Two-time Commonwealth champion believes next year’s Games will make their mark on and off the track as the search for volunteers begins
The city of Birmingham, and the Commonwealth Games, have had a huge impact on Colin Jackson’s life. The former 110m hurdles world record-holder first announced himself in senior athletics when winning silver during the Edinburgh Games back in 1986, while he then brought an end to his remarkable career in the West Midlands at the World Indoor Championships of 2003.
With a little over a year to go, the two-time Commonwealth champion can see the Birmingham 2022 Games providing the very real opportunity to change the lives not just of the athletes who will compete, but also the 13,000-strong army of volunteers who will help to make sure the show goes on.
Jackson was speaking as the volunteer application process opened this week and the subject of the Commonwealth Games allowed him to look forward to what he expects to be a fantastic occasion next summer, but also cast a glance back at how the event helped set him on his way towards global success.
“It was really my announcement into senior athletics,” recalls the former world champion of his appearance at Meadowbank Stadium 35 years ago. “I had won the World Junior Championships about 10 days before I went to the Commonwealth Games so people had seen me run in a junior field but there’s always that question of: ‘Okay, he’s great in the juniors but can he do it in the senior competition?’.
“I remember [former Olympic champion] Mark McKoy, who was the defending champion at the time when he kind of first stumbled upon me. At the time he was like: ‘Okay, I read about this kid but is he really any good? Well I pushed him quite closely and then he was like: ‘Okay, he’s the real deal’.
“So you can see that the Commonwealth Games gave me a really great platform to really boost my career.”
Jackson believes there is still a real desire among the athletics community to be a Commonwealth champion and insists the rare opportunity for British athletes to compete for England, Wales, Scotland or Northern Ireland adds a powerful extra dimension on an off the track.
“What tends to happen is that you get mums, dads, nans, aunties who will take the trip because it’s the home games,” he says. “It’s one of the few opportunities where you can see your family members at really close quarters in a championship situation so I think it’s going to be a popular championships here in the UK.”

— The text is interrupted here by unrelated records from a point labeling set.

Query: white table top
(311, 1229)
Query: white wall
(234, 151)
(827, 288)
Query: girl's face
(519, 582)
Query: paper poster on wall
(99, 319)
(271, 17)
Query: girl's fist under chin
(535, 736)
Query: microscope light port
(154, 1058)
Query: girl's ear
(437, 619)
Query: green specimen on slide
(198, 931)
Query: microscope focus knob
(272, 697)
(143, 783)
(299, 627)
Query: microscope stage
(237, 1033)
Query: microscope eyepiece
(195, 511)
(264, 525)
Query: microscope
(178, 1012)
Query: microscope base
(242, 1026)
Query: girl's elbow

The work of the volunteers, who have been a huge feature of recent major events on British shores, will add to that popularity. The “Games Makers” of the 2012 London Olympics created a momentum which carried into the Glasgow Commonwealth Games two years later and, as Jackson points out, it’s those who willingly give up their time who tend to set the tone.
“It’s one of the things that Britain is recognised across the world for – we’re always celebrated for our volunteering skills,” he says. “Right now, if you go into vaccine centres, you’ll see the volunteers there just putting their time and effort into making it a nice time for you and I feel that exactly the same thing will happen for Birmingham.
“It’s a target of 13,000 people we’re looking at [for volunteering], and that’s people from across the world. We also want people locally, because we want people to have a sense of: this is Birmingham. Birmingham and the West Midlands has got one of the most diverse communities in the country.
“Literally everybody in the Commonwealth will be represented in the West Midlands. You add to that the fact that the volunteers are there because they want to do it, so they enjoy it and they create an ambience of ‘we’re having a good time, it is the friendly games and we’re going to make the friendly games outstanding’.”
The athletics action in Birmingham will centre around Alexander Stadium, which is currently being rebuilt for the occasion, and there’s a part of Jackson wishing that he could lace up his spikes and join in again.
“Alexander Stadium has got so many incredible memories for me,” he says. “It’s first place I went under 13 seconds, and beat Roger Kingdom on home turf, which was just brilliant to do.
“As for the city, I retired here at the world indoors, and the city gave me a beautiful, beautiful presentation. I had this massive card which was signed by all the volunteers and the officials and that’s in the cupboard with my medals. It stands behind them all and it’s just an incredible memory of my career.
“Birmingham is very much close to me and my athletic career as well.”